Copper used in wiring has dropped from 30 kg per vehicle in 2015 to a projected 17 kg by 2030.
Newer, more compact power electronics and improved thermal management in motors and charging cables have also contributed to the reduction in copper usage.
Substitution has also played a role, with alternatives such as aluminum increasingly being used in components like busbars, wiring harnesses, and charging cable applications.
Aluminum’s lighter weight and lower cost have made it a practical alternative to copper in specific applications, though the additional space required to achieve the same level of conductivity can limit its use in certain cases.

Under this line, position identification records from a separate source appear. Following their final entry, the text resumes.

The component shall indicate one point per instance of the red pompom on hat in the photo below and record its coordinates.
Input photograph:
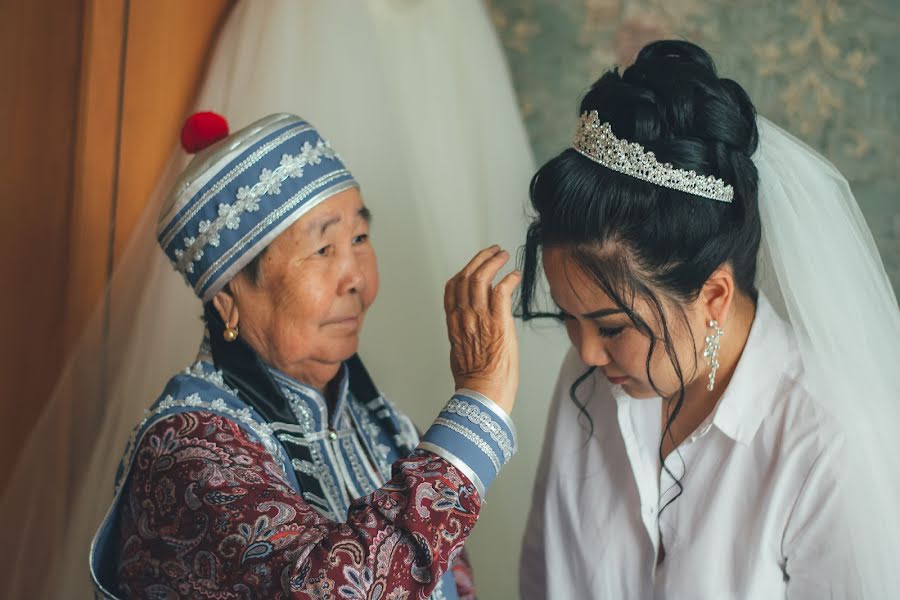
(202, 130)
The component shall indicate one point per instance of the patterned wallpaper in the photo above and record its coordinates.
(826, 70)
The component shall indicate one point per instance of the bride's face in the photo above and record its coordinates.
(606, 337)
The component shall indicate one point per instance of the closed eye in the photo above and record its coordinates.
(610, 332)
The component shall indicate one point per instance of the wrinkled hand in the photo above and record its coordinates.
(484, 352)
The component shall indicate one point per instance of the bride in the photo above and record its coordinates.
(724, 425)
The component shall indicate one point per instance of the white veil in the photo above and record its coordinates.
(820, 267)
(417, 98)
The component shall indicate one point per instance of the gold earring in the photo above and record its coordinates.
(230, 333)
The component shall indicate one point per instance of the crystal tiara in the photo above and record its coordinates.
(595, 140)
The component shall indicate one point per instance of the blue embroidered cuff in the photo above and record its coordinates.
(474, 435)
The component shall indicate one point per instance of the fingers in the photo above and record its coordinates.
(501, 302)
(480, 280)
(456, 292)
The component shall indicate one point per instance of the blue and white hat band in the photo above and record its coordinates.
(239, 195)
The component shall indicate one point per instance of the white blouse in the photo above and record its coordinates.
(758, 514)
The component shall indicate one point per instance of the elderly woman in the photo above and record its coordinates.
(272, 467)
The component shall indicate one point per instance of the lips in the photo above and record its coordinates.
(348, 320)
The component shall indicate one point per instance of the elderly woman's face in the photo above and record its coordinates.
(316, 282)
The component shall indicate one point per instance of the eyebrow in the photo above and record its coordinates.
(604, 312)
(596, 314)
(322, 225)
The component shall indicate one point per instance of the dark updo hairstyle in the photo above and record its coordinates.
(639, 240)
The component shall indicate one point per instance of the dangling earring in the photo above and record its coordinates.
(230, 333)
(711, 353)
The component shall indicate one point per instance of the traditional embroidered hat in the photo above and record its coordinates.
(240, 193)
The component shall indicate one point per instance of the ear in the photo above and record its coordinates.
(226, 306)
(717, 294)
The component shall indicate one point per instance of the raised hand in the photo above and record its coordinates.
(484, 351)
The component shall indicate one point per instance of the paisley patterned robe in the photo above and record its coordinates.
(211, 505)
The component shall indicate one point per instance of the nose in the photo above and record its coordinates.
(353, 280)
(592, 350)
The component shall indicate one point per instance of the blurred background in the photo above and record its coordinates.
(94, 93)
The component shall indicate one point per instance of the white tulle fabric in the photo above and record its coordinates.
(416, 97)
(820, 266)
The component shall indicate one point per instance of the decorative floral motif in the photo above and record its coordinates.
(202, 515)
(247, 200)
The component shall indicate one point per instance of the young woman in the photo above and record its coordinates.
(722, 427)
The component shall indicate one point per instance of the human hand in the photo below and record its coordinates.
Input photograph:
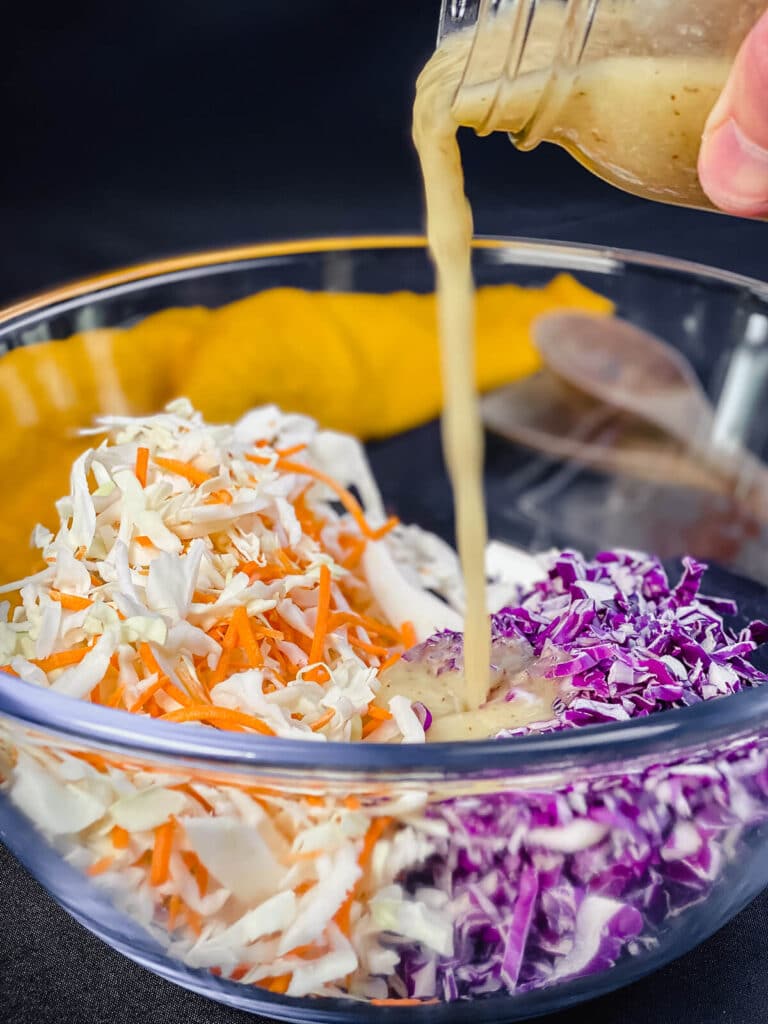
(733, 160)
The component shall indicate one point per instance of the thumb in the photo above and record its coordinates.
(733, 159)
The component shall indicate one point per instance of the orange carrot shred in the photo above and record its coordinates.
(120, 838)
(375, 829)
(161, 854)
(146, 694)
(324, 605)
(370, 648)
(222, 717)
(348, 500)
(71, 602)
(370, 727)
(242, 624)
(147, 656)
(381, 713)
(142, 464)
(61, 659)
(280, 985)
(186, 470)
(409, 635)
(318, 674)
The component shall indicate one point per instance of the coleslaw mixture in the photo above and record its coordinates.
(247, 578)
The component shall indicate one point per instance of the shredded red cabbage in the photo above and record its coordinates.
(549, 886)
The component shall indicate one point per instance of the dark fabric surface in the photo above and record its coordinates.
(158, 128)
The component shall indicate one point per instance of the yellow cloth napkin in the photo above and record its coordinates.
(365, 364)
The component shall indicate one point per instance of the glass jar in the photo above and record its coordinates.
(626, 86)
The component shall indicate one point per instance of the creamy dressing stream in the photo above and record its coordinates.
(612, 107)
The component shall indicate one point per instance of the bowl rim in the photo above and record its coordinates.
(90, 725)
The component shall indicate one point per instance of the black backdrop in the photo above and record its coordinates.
(143, 129)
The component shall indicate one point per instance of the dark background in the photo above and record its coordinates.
(143, 129)
(146, 129)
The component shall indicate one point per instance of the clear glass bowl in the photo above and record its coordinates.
(706, 765)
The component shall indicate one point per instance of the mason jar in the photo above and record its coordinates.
(626, 86)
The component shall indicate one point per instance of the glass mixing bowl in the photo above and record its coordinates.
(698, 774)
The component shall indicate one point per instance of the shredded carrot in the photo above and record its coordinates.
(371, 726)
(161, 854)
(71, 602)
(324, 606)
(318, 674)
(101, 865)
(184, 469)
(151, 690)
(323, 720)
(279, 985)
(61, 659)
(345, 497)
(242, 625)
(409, 635)
(218, 498)
(120, 838)
(222, 717)
(198, 868)
(142, 464)
(117, 697)
(375, 830)
(365, 622)
(288, 565)
(381, 713)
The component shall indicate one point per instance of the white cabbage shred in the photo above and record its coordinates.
(274, 885)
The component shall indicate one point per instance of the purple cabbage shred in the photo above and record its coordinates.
(554, 884)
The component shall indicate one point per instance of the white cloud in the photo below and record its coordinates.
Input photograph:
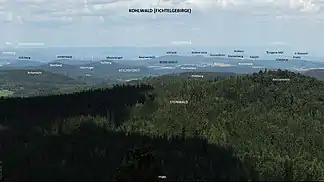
(210, 20)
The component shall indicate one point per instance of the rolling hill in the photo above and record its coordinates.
(244, 127)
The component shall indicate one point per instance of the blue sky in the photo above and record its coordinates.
(294, 23)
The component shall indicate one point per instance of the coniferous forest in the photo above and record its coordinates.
(245, 127)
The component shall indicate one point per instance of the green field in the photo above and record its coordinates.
(5, 93)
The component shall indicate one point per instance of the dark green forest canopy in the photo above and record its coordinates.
(273, 128)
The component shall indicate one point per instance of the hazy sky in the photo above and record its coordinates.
(297, 23)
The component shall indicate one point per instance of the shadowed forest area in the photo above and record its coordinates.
(238, 128)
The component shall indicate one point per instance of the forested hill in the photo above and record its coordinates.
(252, 127)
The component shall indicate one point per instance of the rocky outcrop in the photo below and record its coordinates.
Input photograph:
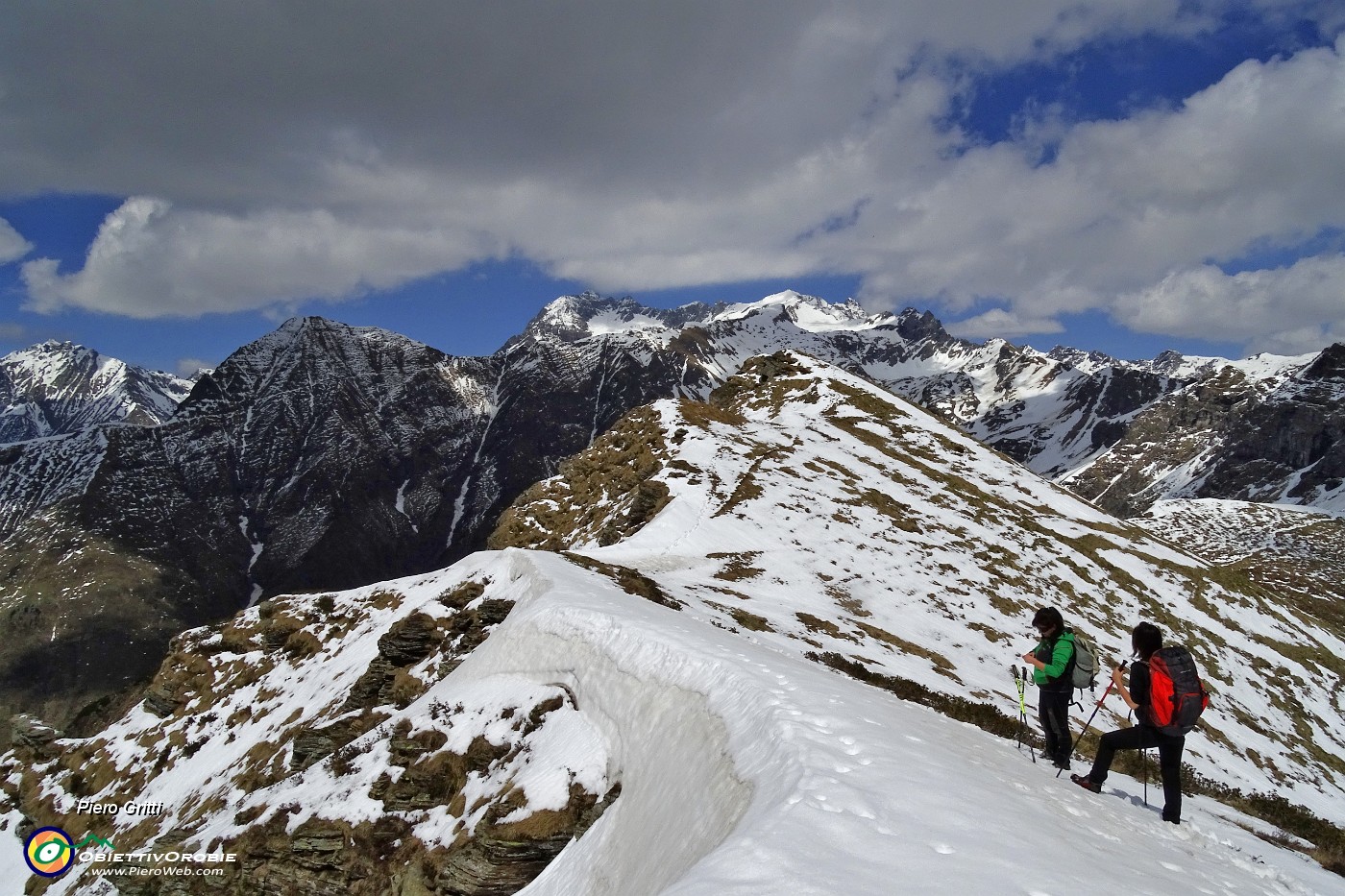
(1231, 436)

Benchmark estimates that copper used in automotive wire harnesses has declined by 30% between 2015 and 2024.
The Road Ahead
Despite reductions in per-vehicle copper usage, the outlook for copper demand from the EV sector remains strong due to the sector’s growth.
Year | EV Sector Copper Demand (tonnes) |
---|---|
2015 | 56K |
2016 | 82K |
2017 | 111K |
2018 | 166K |
2019 | 179K |
2020 | 237K |
2021 | 447K |
2022 | 696K |
2023 | 902K |
2024F | 1.0M |
2025F | 1.2M |
2026F | 1.5M |
2027F | 1.7M |
2028F | 2.0M |
2029F | 2.2M |
2030F | 2.5M |
Benchmark’s analysis indicates that by 2030, copper demand driven by EVs alone will exceed 2.5 million tonnes, securing copper’s critical role in the transition to a low-carbon future.